An interesting sidebar appeared in the International Herald Tribune under the headline, “Big Corporate Brother: It Knows More About You Than You Think.” The story details Acxiom Corp, which was a humongous information service hidden in the Ozark foothills. Twenty-four hours a day, Acxiom electronically gathered and sorts all kinds of data about 196 million Americans. Credit card transactions and magazine subscriptions, telephone numbers, real estate records, automotive data, hunting, business and fishing licenses, consumer surveys and demographic detail that would make a marketing department’s research manager salivate. This relatively new (legal) enterprise was known as “data warehousing” or “data-mining”, and it underscores the cruel reality that the fiction of personal privacy has become obsolete. Technology’s ability to collect and analyze data has made privacy a quaint albeit interesting dinosaur.

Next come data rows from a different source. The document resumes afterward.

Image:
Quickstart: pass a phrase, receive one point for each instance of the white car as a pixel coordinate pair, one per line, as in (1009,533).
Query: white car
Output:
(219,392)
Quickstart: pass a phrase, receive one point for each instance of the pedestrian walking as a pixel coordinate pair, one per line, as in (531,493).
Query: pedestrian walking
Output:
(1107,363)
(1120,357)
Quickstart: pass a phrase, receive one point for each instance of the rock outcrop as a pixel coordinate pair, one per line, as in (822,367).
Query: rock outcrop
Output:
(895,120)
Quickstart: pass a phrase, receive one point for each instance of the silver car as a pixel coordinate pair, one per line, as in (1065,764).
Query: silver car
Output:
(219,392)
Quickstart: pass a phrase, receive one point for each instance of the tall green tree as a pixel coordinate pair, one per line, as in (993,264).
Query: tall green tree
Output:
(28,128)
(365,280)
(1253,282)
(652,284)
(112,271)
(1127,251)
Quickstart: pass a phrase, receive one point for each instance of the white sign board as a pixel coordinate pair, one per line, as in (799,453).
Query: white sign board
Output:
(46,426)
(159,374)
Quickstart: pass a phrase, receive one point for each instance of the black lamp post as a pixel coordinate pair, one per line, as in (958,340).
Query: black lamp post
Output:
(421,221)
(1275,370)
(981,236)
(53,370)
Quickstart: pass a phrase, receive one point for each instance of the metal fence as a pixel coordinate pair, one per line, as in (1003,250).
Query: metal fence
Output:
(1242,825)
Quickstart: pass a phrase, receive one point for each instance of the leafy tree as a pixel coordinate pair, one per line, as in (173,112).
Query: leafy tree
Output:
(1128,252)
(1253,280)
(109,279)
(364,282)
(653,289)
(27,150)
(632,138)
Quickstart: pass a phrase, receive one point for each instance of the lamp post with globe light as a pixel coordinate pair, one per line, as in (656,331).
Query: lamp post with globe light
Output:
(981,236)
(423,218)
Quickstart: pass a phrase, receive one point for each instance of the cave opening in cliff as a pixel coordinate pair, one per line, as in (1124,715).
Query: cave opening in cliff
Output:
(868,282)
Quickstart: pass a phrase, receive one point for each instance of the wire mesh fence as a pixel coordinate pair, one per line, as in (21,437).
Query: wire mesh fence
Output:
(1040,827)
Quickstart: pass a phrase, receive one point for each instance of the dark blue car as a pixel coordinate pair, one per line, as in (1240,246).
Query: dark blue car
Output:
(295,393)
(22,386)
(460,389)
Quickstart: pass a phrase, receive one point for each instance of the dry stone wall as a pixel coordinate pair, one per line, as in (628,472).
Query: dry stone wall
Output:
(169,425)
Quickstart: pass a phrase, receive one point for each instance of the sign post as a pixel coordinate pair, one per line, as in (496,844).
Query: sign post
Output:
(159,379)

The Tribune reported that “Axciom can often determine whether an American owns a dog or cat, enjoys camping or gourmet cooking, reads the Bible or lots of other books. It can often pinpoint an American’s occupation, car and favorite vacations. By analyzing the equivalent of billions of pages of data, it often projects for its customers who should be offered a credit card or who is likely to buy a computer.”

Most of this information is from y 1998 piece.  Echelon has developed, matured, and morphed into a much more powerful hybrid. ‘Carnivore’ was software to help triage the cacophony of data. Vault 7 and ‘Umbrage’ are logical (some would argue “insidious”) growth.